Coggins also addressed the mindset behind impaired driving, pointing out that no one leaves home planning to cause a crash or take a life. The danger, he explained, begins the moment someone drinks, because alcohol rapidly strips away a person’s capacity to make rational decisions. The 2019 arrest, the completed course, the years in between — none of it held when it mattered most.

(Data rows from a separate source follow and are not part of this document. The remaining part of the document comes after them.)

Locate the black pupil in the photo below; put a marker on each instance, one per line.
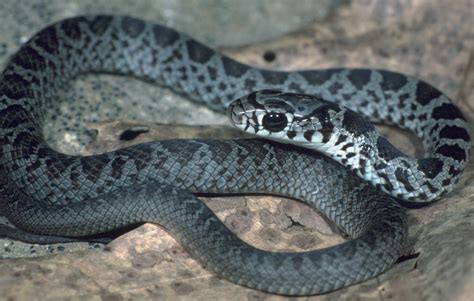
(274, 121)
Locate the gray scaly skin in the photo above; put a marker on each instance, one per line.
(353, 141)
(57, 196)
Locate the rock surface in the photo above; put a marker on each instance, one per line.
(431, 41)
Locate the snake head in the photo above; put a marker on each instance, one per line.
(285, 117)
(307, 121)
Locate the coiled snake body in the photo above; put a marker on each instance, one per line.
(51, 196)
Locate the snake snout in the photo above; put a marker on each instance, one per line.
(236, 114)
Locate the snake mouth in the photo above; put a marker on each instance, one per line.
(236, 114)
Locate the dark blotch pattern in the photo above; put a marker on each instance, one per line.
(425, 93)
(199, 52)
(393, 81)
(132, 27)
(452, 151)
(430, 167)
(454, 132)
(235, 69)
(359, 78)
(356, 124)
(386, 150)
(164, 36)
(447, 111)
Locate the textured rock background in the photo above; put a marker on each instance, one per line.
(432, 41)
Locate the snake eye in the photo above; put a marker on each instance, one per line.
(274, 121)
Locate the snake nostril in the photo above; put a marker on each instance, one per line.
(133, 132)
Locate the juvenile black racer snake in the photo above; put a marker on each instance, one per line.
(51, 196)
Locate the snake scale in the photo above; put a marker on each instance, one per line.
(50, 196)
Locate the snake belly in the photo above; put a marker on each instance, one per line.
(48, 193)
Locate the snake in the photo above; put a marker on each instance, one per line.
(319, 115)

A Family’s Grief, and What They Want People to Know
For Mucho, the grief is immeasurable. But she has chosen to speak publicly because her daughter deserves to be known beyond the circumstances of her death.
“Her life was just on the horizon,” she said. “Her life was just getting started with her boyfriend. She was going to graduate next year, and I want everyone to see her and feel that.”
In the days following the crash, Akey’s friends created the hashtag #lovelikelauryn — a gathering place on social media where the people she touched have shared what she meant to them. Mucho has pointed anyone who didn’t know her daughter toward that space.
“You can feel it by looking at her smile,” she said. “I want everyone to see her and be like her. She was never mean to anybody. She brought people together — so many people together. Loved hard, loved so hard.”
On May 23, Mucho posted a video collage to Instagram showing Lauryn in the places she loved most — near water, near light, near the people who made her happy. In the caption she wrote: “She belonged where the water meets the sky. A drunk driver took her from us far too soon. So if you take anything from this video — don’t drink and drive…please! Fish on, baby girl. We’ll find you in every sunset on the water.”
Remembering Lauryn
Lauryn Marie Akey is survived by her mother Melinda Mucho; her father Jason Akey and stepmother Amy Akey; her stepfather Robert Mucho; her brothers Zachary, Maddox, Jaxon, and Avery Akey; her grandparents Julie Torgersen, Steven Peavy, and Jim Akey; and a wide circle of extended family and close friends.
A Celebration of Life Service will be held on May 30, 2026, at 10:30 a.m. at Grace Community Church, 4080 Lakewood Ranch Blvd N, Lakewood Ranch, FL 34240. Her family has asked everyone attending to wear bright, cheerful colors in her honor.
Her obituary closes with a line she would have loved — a Taylor Swift lyric that reads: “Long live all the magic we made.”
She was 21 years old. She had a 4.0 GPA, a plan for her future, a boyfriend she went fishing with, and three dogs waiting at home. She stopped for gas and told her family she loved them.
That should have been the end of an ordinary night.